Son design reflète l’atmosphère d’innovation qui règne au Japon après la Seconde Guerre Mondiale. Souvent qualifié de minimal, à raison, son travail mérite cependant de plus amples observations. Jouant sur le visible et l’invisible, Shiro Kuramata délivre des pièces complexes basées sur l’attraction des opposées, créant à partir de concepts antithétiques.
Ingénieux, il manie les matériaux de façon non conventionnelle et mène des recherches tant sur les formes que les couleurs dès les années 1970. À travers des combinaisons de surface et d’incroyables assemblages, il prouve sa profonde connaissance des matériaux. Fasciné par la transparence et la lumière, son design repose sur des équilibres subtils et une utilisation dynamique des avancées technologiques comme son utilisation du Photobond 100 le prouve. Du maillage d’acier de son « How Hight The Moon » (1986) à l’acrylique de sa « Glass Chair » (1976), il joue avec les pleins et les vides livrant ainsi un design tout en oxymore, déroutant les utilisateurs·trices.
Ses réflexions sur la gravité et l’immatérialité sont nodales dans son œuvre : toute sa vie, il a cherché à échapper à l’apesanteur. C’est à travers son design qu’il a tenté de s’extraire de cette composante physique essentielle. Inspiré de l’art conceptuel d’un Donal Judd (1928-1994), ses créations sont visuellement captivantes. En quête spirituelle de l’immatérialité, son œuvre se situe à la frontière entre art et design : il propose une synthèse intéressante entre l’art occidental et la culture japonaise, comme aime à le rappeler Issey Miyake.
Puisant dans son histoire et ses convictions, il livre une œuvre référencée qui aujourd’hui encore fascine par son audace : sa « Glass Chair », hommage au film « 2001, l’Odyssée de l’espace » de Stanley Kubrick (1968) ou son iconique assise « Miss Blanche » (1988), avec ses fleurs en suspension dans l’acrylique, ode à Blanche Dubois dans « Un tramway nommé désir » (Elia Kazan, 1951), ne sont que les symptômes de l’esprit irrévérencieux de Shiro Kuramata.

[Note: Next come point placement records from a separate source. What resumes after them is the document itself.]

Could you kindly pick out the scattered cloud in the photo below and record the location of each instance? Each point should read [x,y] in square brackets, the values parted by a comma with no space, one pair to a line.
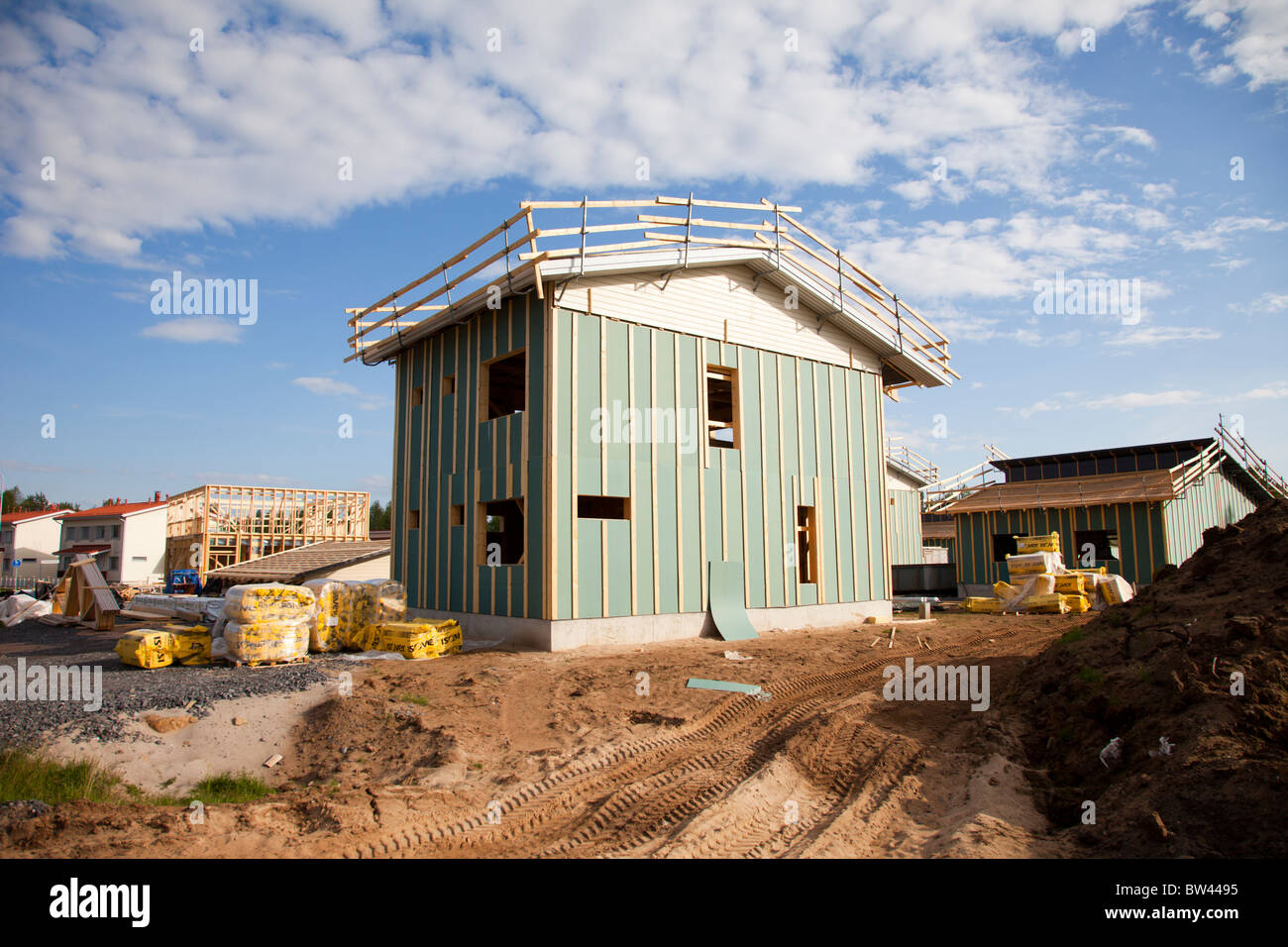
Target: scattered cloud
[1273,389]
[1267,303]
[133,118]
[201,329]
[1134,399]
[325,385]
[1158,335]
[1252,37]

De ses cabinets dansants à ses assises aux confins de la matérialité, Shiro Kuramata est un designer des limites. Conceptuel et poète, il livre un design épuré et ludique qui questionne tant par sa forme que son fond. Installé à Paris dès les années 1980, il reçoit le titre de Chevalier des Arts et des Lettres en 1990. Son design est jeu permanent : il n’est jamais ce qu’il parait être, une découverte perpétuelle, remettant en question tous les présupposés.